STEVIE WONDER: FULFINGNESS FIRST FINALE, 1974

“Fulfillingness’ First Finale” ha compiuto 50 anni nel 2024. Difficile scegliere tra gli album preferiti di Stevie Wonder. Innegabile ergerlo a capolavoro della raffinatezza soul di tutti i tempi. Un manipolo di ospiti da brivido (Michael Sembello, Minnie Ripperton, Impressions, Jackson Five, Jim Gilstrap, e non solo…) per una lista di tracce dipinte nell’arcobaleno, da occhi che non possono più vederlo da una vita. Eppure quegli occhi meriterebbero più di altri di poterne scorgere ogni giorno della sua vita, ogni loro piccola fulgida sfumatura. Che stranezze che commette la vita, non è vero?

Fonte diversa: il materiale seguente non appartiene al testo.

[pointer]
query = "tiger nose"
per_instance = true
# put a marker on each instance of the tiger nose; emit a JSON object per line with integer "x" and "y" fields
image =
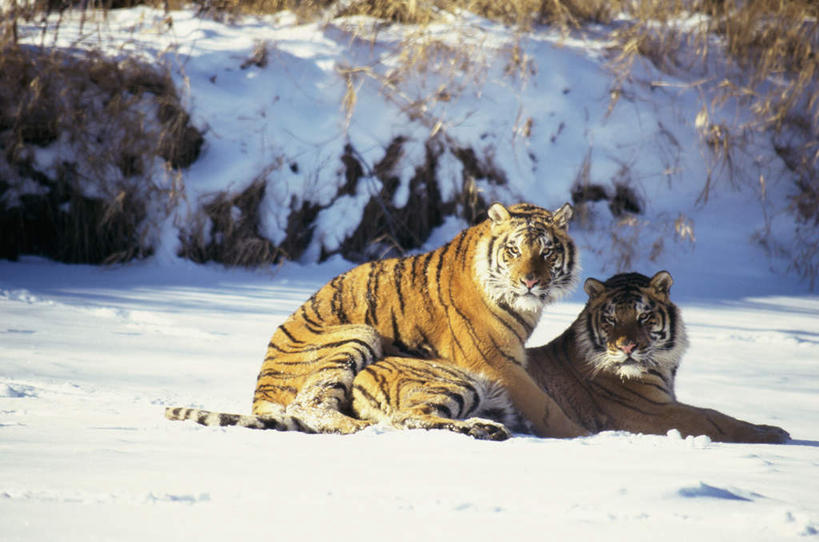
{"x": 626, "y": 346}
{"x": 530, "y": 281}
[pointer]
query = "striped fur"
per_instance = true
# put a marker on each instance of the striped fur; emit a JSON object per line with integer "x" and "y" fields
{"x": 614, "y": 368}
{"x": 470, "y": 304}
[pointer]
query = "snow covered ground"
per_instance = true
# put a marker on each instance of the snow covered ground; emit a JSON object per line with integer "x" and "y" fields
{"x": 89, "y": 357}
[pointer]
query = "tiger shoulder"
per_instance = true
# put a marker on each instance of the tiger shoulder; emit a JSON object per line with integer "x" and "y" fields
{"x": 614, "y": 368}
{"x": 470, "y": 304}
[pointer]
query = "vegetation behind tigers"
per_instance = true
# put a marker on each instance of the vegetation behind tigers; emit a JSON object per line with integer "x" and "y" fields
{"x": 767, "y": 40}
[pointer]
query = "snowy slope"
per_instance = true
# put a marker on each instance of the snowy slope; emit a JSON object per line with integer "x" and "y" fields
{"x": 90, "y": 356}
{"x": 532, "y": 106}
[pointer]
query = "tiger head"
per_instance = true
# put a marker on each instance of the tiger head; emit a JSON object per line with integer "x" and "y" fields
{"x": 630, "y": 327}
{"x": 528, "y": 260}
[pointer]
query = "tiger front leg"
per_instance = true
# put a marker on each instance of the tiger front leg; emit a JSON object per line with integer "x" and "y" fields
{"x": 409, "y": 393}
{"x": 312, "y": 380}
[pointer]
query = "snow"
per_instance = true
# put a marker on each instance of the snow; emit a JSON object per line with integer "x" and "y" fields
{"x": 91, "y": 356}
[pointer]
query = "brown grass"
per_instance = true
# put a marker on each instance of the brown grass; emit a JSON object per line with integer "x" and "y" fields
{"x": 92, "y": 205}
{"x": 771, "y": 72}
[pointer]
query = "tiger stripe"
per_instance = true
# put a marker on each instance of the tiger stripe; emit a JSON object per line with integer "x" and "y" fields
{"x": 471, "y": 304}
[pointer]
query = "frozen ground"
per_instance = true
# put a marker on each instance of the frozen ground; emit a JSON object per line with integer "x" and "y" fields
{"x": 90, "y": 357}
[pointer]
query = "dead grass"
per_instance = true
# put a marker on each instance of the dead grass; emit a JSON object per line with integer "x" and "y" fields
{"x": 772, "y": 73}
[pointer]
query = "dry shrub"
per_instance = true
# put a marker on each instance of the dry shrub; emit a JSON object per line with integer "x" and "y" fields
{"x": 388, "y": 230}
{"x": 229, "y": 231}
{"x": 94, "y": 114}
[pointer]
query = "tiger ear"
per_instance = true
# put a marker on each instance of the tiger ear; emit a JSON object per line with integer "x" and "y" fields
{"x": 593, "y": 287}
{"x": 562, "y": 216}
{"x": 498, "y": 213}
{"x": 661, "y": 283}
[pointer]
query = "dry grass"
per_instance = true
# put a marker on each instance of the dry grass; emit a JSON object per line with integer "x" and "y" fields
{"x": 91, "y": 205}
{"x": 772, "y": 71}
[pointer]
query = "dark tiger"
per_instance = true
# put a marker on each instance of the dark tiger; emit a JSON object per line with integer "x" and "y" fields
{"x": 612, "y": 369}
{"x": 471, "y": 303}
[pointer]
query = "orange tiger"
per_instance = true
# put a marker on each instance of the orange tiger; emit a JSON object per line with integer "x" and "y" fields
{"x": 469, "y": 304}
{"x": 612, "y": 369}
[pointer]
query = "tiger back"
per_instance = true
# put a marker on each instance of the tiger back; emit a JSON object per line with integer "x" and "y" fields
{"x": 612, "y": 369}
{"x": 469, "y": 304}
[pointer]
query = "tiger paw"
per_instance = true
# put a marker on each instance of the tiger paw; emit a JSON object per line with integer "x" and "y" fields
{"x": 770, "y": 434}
{"x": 484, "y": 429}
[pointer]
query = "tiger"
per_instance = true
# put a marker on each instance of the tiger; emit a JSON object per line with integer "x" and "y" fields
{"x": 613, "y": 369}
{"x": 470, "y": 304}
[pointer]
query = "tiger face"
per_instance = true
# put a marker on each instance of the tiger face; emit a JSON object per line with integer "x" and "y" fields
{"x": 531, "y": 260}
{"x": 630, "y": 327}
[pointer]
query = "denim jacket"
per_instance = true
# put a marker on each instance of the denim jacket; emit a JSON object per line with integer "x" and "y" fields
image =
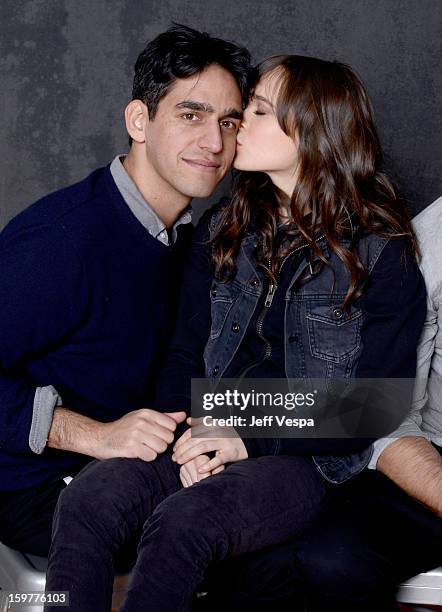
{"x": 322, "y": 340}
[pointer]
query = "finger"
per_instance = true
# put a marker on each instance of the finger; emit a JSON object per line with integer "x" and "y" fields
{"x": 146, "y": 427}
{"x": 184, "y": 446}
{"x": 160, "y": 418}
{"x": 184, "y": 475}
{"x": 212, "y": 464}
{"x": 185, "y": 436}
{"x": 193, "y": 448}
{"x": 193, "y": 473}
{"x": 144, "y": 452}
{"x": 178, "y": 417}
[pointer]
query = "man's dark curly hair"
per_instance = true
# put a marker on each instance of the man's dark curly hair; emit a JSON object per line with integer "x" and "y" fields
{"x": 181, "y": 52}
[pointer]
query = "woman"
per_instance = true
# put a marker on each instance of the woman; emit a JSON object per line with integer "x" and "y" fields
{"x": 310, "y": 272}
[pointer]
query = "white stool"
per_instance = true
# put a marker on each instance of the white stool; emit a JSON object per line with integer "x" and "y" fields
{"x": 424, "y": 589}
{"x": 22, "y": 573}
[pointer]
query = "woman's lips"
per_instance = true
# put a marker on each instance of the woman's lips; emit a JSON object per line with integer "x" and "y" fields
{"x": 202, "y": 164}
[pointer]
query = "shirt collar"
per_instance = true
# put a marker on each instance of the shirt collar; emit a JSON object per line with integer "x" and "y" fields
{"x": 141, "y": 209}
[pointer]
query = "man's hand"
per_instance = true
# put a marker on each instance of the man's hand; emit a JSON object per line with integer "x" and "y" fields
{"x": 142, "y": 433}
{"x": 189, "y": 471}
{"x": 227, "y": 450}
{"x": 415, "y": 466}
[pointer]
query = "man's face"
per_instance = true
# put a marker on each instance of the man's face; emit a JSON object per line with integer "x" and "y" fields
{"x": 190, "y": 144}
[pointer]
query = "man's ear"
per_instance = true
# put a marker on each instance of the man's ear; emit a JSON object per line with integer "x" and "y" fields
{"x": 136, "y": 116}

Per emozionarsi, per commuoversi, per gioire, per danzare in un crogiolo di stati d’animo pennellati da un artista che, a 24 anni, aveva già stabilito da un po’ i trigger point tra la black music e il pop intagliato nell’ebano (e avorio) senza che nessuno possa, a tutt’oggi, proferire parola, se non per elargire encomi. Insieme a Innervisions, Songs in the Key of Life, Music of my Mind e Talking Book, questo album si salda come sorta di riconciliazione taumaturgica con l’universo extra-terrestre. “Creepin”, “Smile Please” e “It Ain’t No Use” potrebbero essere ridefiniti tranquillamente negli stilemi di un jazz carezzevole e immortale e dovrebbero essere assolutamente insegnati a scuola. “They Won’t Go When I Go”, poi, È musica classica. Ma è ingiusto, aver citato queste senza ricordarne altre, perché siamo di fronte, se non l’abbiamo ancora chiaro, alla beatitudine in chiave animica.
La classe inconfondibile di una leggenda passa anche da questo solco. E non ho bisogno di altre parole per descriverlo. Non ascoltarlo, non averne una copia è quasi un reato.